A capability map for information integrity in the language of a country, as envisioned by UN Global Principles for Information Integrity - Next Steps, needs to treat language not as a passive medium but as an infrastructure: a system of norms, institutions, technologies, and social practices that determine whether information in that language remains trustworthy, comprehensible, and resilient to manipulation.


Core Takeaway
The capability map for information integrity in a country’s language consists of six capability domains:

1) Language Governance,
2) Linguistic Infrastructure,
3) Content Quality Assurance,
4) Public Sphere Literacy,
5) Platform & Media Stewardship,
6) Integrity Monitoring & Enforcement.

Together they ensure that information expressed in the national languages remains accurate, accessible, and resistant to distortion.

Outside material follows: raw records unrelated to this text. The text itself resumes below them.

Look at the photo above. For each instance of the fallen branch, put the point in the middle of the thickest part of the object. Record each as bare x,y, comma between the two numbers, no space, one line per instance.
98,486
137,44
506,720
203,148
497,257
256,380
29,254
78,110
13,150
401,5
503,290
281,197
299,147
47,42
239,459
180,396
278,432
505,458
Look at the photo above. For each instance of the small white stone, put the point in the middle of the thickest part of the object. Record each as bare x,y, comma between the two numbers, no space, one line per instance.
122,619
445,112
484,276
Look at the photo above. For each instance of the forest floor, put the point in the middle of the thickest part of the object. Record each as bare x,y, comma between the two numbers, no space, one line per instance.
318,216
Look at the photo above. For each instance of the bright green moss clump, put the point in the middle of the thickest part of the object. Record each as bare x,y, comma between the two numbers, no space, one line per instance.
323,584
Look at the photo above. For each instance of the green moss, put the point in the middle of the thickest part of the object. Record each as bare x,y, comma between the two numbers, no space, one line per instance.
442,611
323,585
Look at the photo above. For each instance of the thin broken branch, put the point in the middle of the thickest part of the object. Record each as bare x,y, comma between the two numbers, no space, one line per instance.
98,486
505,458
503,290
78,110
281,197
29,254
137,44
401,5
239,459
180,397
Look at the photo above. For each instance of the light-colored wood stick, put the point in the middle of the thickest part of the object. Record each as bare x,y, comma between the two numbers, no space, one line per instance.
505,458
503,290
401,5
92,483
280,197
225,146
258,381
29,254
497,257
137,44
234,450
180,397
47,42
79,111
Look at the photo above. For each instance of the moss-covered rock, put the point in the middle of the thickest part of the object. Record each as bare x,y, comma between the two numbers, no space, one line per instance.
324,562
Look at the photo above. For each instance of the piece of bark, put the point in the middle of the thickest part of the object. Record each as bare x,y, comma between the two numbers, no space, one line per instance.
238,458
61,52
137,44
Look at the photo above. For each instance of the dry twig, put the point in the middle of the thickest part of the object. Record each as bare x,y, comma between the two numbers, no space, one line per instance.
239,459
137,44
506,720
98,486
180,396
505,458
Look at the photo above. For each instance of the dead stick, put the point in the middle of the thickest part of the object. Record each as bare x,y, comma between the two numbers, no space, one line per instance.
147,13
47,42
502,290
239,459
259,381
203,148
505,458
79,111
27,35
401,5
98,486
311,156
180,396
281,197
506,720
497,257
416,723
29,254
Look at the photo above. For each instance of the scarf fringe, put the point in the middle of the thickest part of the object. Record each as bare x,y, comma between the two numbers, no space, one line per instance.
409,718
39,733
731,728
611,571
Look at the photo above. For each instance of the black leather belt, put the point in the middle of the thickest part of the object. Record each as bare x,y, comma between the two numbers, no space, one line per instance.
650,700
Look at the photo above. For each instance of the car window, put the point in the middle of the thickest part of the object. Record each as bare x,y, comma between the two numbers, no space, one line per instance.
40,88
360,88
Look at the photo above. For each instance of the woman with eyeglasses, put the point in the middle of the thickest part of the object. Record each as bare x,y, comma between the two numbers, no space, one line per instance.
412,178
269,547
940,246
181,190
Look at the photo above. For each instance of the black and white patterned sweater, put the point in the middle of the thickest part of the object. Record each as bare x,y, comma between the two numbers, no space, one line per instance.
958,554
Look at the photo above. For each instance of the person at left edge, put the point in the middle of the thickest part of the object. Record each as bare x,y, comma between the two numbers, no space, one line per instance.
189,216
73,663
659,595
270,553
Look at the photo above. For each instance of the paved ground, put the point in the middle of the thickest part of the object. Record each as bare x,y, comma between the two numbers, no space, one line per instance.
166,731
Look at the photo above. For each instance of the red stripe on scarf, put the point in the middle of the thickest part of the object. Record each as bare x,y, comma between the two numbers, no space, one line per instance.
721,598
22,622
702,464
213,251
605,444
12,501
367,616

Capability Map: Information Integrity in the Language of a Country

The lifecycle of information integrity as a property of the language ecosystem

  1. Produce Meaning → Language governance + terminology management
  2. Express Meaning → Linguistic infrastructure + accessibility
  3. Distribute Meaning → Platforms + media stewardship
  4. Interpret Meaning → Public sphere literacy
  5. Validate Meaning → Fact‑checking + provenance
  6. Protect Meaning → Monitoring + enforcement

It is also possible to organize the capabilities into citizen‑facing, orchestration, and foundational layers.


  • Citizen‑facing capabilities protect autonomy, reduce cognitive load, and strengthen trust
  • Orchestration capabilities ensure that cross-agency service coordination ensure an information ecosystem that behaves predictably, safely, and in alignment with democratic values
  • Foundational capabilities provide the durable, trustworthy backbone for the entire information‑integrity architecture

Source for the page : Copilot, asked on May 26 & 27, 2026. Links to other Societal architecture model elements and some modifications by the editor so as to better illustrate the relevance of the concept in public policy cycles at levels international, federal and national.